Counterpoint about the future of tape - Technology Arena Disk vs. Tape

Computer Technology Review, March, 2003 by Juan Rodriguez, Kelly Beavers

With more than 70 years of combined experience in the tape industry, we have heard countless predictions about the impending demise of tape technologies for data storage and retrieval. In fact, the first time that each of us heard these kinds of predictions was during the first months of our very first jobs in the tape field.

[Kelly Beavers began his career in the tape storage industry in June 1974, the same month IBM introduced a new product called MSS with tremendous fanfare and boldly announced that it would quickly make tape obsolete. Juan Rodriguez started his career in the tape industry in July 1963 and, immediately upon starting, saw many of his colleagues re-assigned to work on disk technology that would relegate tape to relic status alongside punch cards.]

As you can imagine, it was a bit disconcerting to hear a eulogy for the industry we had just committed our careers to, but luckily those predictions were as accurate as all of the others in the decades since.

One of the reasons these predictions have persisted is that they have been the de facto marketing message for wave after wave of non-tape storage technologies. Proclaiming in broad terms that a new technology would mean the end of tape has always been the quickest way for a new storage technology to get noticed. Those marketing slogans may be provocative, but they have always interfered with a more informed discussion of the future of tape and the future of the storage industry.

The Future of Storage

When we think about the future of storage, we see the landscape the way most IS/IT managers do:

* Non-tape technologies will not displace tape because tape has strengths that will never be matched, thanks to the physical characteristics of tape and the rapid and sustained pace of innovation in the tape industry.

* Tape and non-tape storage solutions will be complementary technologies, deployed for applications that play to their specific strengths.

* The market for both tape and non-tape storage products will continue to grow because the applications that take advantage of their specific strengths will see a growing demand in the future.

These predictions are not provocative, but they are based on a common sense assessment of the characteristics of tape and non-tape technologies.

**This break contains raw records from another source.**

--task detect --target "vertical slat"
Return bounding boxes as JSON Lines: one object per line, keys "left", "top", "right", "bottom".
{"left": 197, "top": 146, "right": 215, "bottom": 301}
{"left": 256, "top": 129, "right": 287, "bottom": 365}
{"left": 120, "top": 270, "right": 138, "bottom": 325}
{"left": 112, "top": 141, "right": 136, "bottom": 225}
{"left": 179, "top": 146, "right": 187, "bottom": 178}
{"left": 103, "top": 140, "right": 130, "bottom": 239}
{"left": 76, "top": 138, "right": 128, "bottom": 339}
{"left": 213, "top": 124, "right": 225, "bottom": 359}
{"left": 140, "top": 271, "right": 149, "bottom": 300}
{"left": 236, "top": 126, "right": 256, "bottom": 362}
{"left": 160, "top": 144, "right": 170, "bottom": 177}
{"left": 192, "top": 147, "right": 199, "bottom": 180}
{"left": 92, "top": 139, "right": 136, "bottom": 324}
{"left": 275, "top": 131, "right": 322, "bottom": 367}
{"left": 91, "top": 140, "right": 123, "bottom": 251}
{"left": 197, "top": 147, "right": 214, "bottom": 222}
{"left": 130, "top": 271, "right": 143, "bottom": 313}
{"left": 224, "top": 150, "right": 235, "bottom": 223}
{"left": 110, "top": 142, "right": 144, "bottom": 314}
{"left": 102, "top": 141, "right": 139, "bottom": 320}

They are also corroborated by the assessments (and buying habits) of so many IS/IT managers we talk to--people who have worked with multiple technologies, know their strengths and limitations, and know what works in different applications.

The primary strength of disk technology is its ability to rapidly access data that is in high demand. When the storage applications require rapid data access times above any other quality, disk has a clear advantage over tape.

But for applications where rapid data access times are not the only priority, or where rapid data access is one of many equally important characteristics needed, tape's significant advantages in terms of true cost, density, reliability, data protection and portability will continue to make it the technology of choice.

Tape's Advantage in True Cost

One of the areas where tape has a clear advantage over other technologies is cost. That may sound odd because so many disk vendors say that disk solutions are less expensive, but their claims are based on math that has a creative flair to it.

In their most commonly cited examples, vendors compare the cost per gigabyte or terabyte of a naked IDE drive to the cost of storing that same data on tape. IDE drives are cheap, which allows the math to work out in the favor of disk, but please remember that for an IDE drive to be functional in this application, it needs to be surrounded by special packaging, extra electronics, and other equipment that is not inexpensive. When you factor in these other costs, the price of disk storage per gigabyte or terabyte skyrockets and tape has a significant cost advantage.

Although the cost of disk storage is falling, tape's cost advantage continues to grow, thanks to innovations that will drop the price of on-line tape storage (including media) to less than $1000 per terabyte by 2005. That is a fraction of the true cost of non-tape storage, and it will make tape an even more attractive choice for any application where cost is a factor.

The Rapid Pace of Innovation in Tape

The discussion of cost brings up an important point about tape that is generally overlooked when it is compared to disk: there is often a mistaken assumption that tape is a static technology that is standing still while other technologies are moving forward. Anyone who has been in the tape field as long as we have knows how much the technology has changed over time.

The pace of change in the past few years alone has been very rapid, and that pace will increase in the coming years, based on the aggressive product roadmaps released in the past few months by tape storage companies including Exabyte.

Tape's Advantage in Density

One of clearest measures of the pace of innovation in the tape industry is density. In this case, density means GBytes/cubic inch or GBytes/rack u. Tape has a distinct density advantage over non-tape technologies, and that advantage is increasing. Tape companies are packing more and more data capacity into tape drives and media, and achieving greater and greater density in tape libraries with minimal footprints. Some new mid-range tape libraries are packing 60TB into a 20u rack space. In a few years, that same 20u rack space will hold l00-200TB. That is incredible density, and it is very appealing to IS/IT managers who are struggling to fit more storage and computing power into space that they cannot expand due to physical limitations or budget restrictions.